The Internal Revenue Service, with the help of the U.S. Department of Justice, filed suit against accounting firms KPMG and BDO Seidman on Tuesday, July 10, accusing both firms of withholding documents relating to tax shelters promoted and sold by the firms. In addition both firms were accused of withholding the names of some of the participants in firm-sponsored tax shelters.
The Tax Code requires that promoters of tax shelters register each shelter with the IRS before offering the shelter for sale and that firms must keep lists of shelter participants and make such lists available to the IRS.
Both firms deny any wrongdoing and claim the documents they have withheld fall under the accountant-client confidentiality privilege. "We have legitimate disputes regarding privileged documents," said KMPG spokesman George Ledwith in an article in USA Today.
BDO Seidman responded to the lawsuit with the following statement: "BDO Seidman and the IRS disagree as to what documentation the service is entitled to under the law."
Among other arrangements under examination, the IRS is scrutinizing tax shelters sold by KPMG wherein investors whose average investment was $2 million were able to deduct an average of $24.5 million each.
Eileen O'Connor, Assistant Attorney General for the Justice Department's Tax Division, defended the lawsuits, stating, "Certain tax shelter transactions are devised to exploit the complexity of the law to claim benefits Congress never intended. The Justice Department is working with the IRS in its efforts to root out and shut down abusive tax shelter promotions."

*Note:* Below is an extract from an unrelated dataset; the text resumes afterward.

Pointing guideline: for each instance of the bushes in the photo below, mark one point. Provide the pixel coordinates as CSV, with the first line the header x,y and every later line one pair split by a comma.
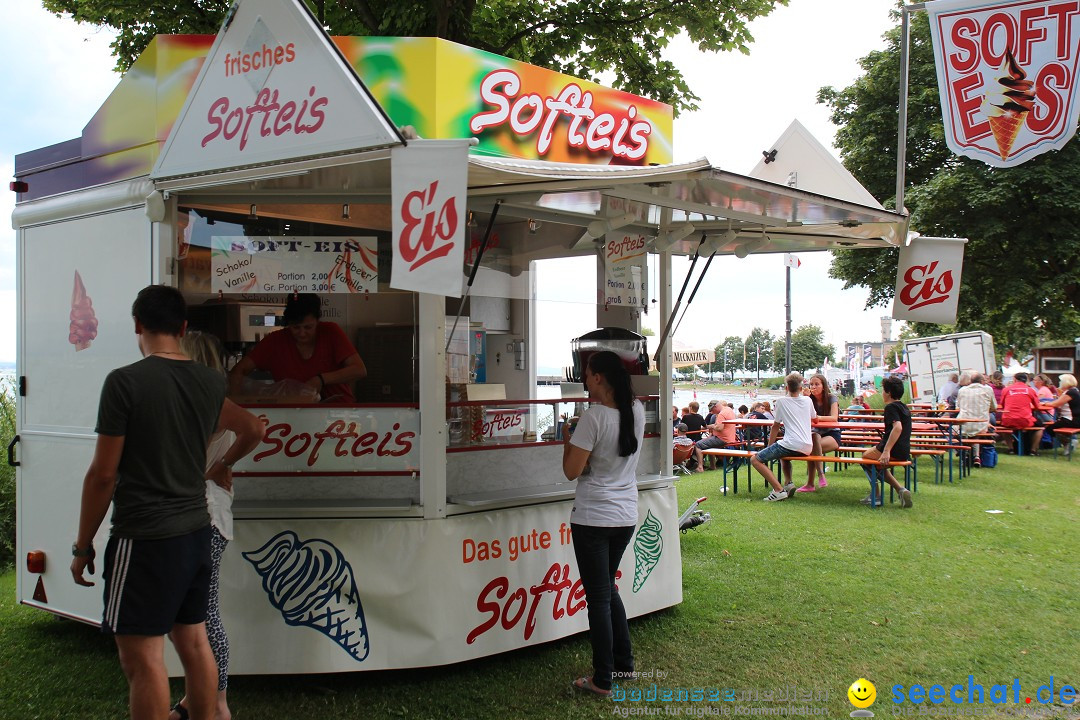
x,y
7,477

IRS Commissioner Charles O. Rossotti stated, "It is unacceptable for those holding themselves out as tax professionals providing legitimate tax advice to refuse to comply with legal disclosure requirements. It is not a game of hide and seek with the IRS."
Earlier this week analysts suggested the possibility that Ernst & Young would be one of the firms named in the suits. E&Y was taken to task last month regarding questionable tax advice after an article describing certain E&Y-promoted shelter arrangements appeared in The New York Times. Although E&Y was spared the arm of the law this time, the IRS has indicated there will be more action taken. The IRS has been studying tax shelters in depth since its Tax Shelter Disclosure Initiative, an amnesty program offered earlier this year that resulted in 621 disclosures affecting 947 tax returns and more than $16 billion in claimed losses and deductions. Treasury official Pamela F. Olsen indicated that the majority of tax shelters recommended by the largest accounting firms have yet to be analyzed.
The lawsuits are filed in Federal District Courts in Washington, DC (KPMG) and Chicago (BDO). This represents the first time the Justice Department has ever filed an action against a major accounting firm relating to a tax shelter.